Ahí estoy yo sin dormir, y al otro lado del mundo algunas personas ya se bañaron, desayunaron y están sentados en sus escritorios trabajando.
Hace más de una hora me acosté dizque para dormir. Leí un rato, luego me puse a mirar el celular –ya saben, darle scroll down como si el mundo se fuera a acabar–, lo dejé de nuevo sobre el mueble modular al lado de mi cama que hace sus veces de mesa de noche, y luego de apagar la luz me pongo a pensar en los huevos del gallo.
En medio de mi contemplación a ojo cerrado, me pregunto sin roncaré mucho estando dormido. Mi hermano y una de mis hermanas son campeones mundiales de ronquido. No les envidio eso, pero si la facilidad que tienen para dormirse. Parece que apenas ponen la cabeza en la almohada caen en un sueño profundo. Yo, en cambio, doy vueltas y vueltas, repaso eventos viejos y recientes, moldeo ideas para escribir algo y en eso se me va el tiempo hasta que me quedo dormido.

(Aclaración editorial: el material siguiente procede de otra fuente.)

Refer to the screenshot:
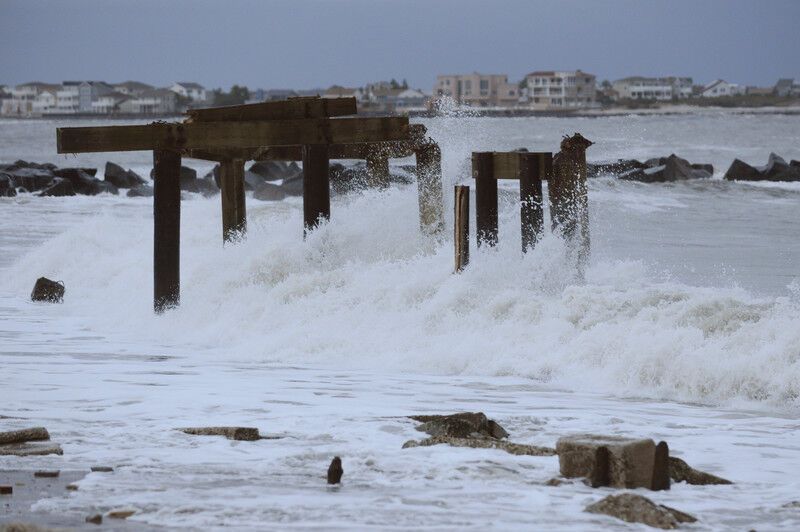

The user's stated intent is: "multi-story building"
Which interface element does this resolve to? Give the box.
[525,70,596,110]
[433,72,520,107]
[612,76,692,100]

¿Será que roncar tiene una relación directa y proporcional con soñar, es decir, que a más ronquidos mayor producción de sueños?

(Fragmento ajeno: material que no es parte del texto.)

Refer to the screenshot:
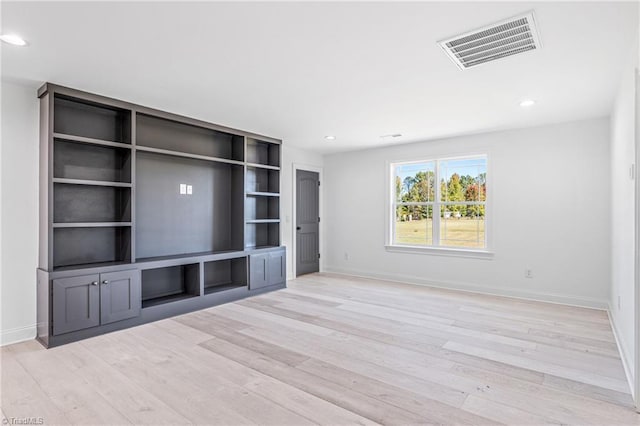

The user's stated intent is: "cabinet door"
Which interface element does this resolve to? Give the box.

De ser así, por eso debo soñar poco o mal, pues muy rara vez recuerdo que fue lo que soñé y cuando lo logro, son sueños locos, partidos en escenas sin mucho sentido, como si mi inconsciente se hubiera tragado una pastilla de LSD.
Pienso que lo mejor sería dejar ese análisis para otro rato e intentar dormirme, o si no mañana no habrá alarma que me despierte.
Odio las alarmas.
Imagino que esa interrupción drástica, para pasar del sueño a la vigilia, nos recuerda aquel momento traumático en el que nos sacaron del útero materno.
Ahí sigo otro rato, encadenando un pensamiento detrás de otro hasta que me quedo dormido.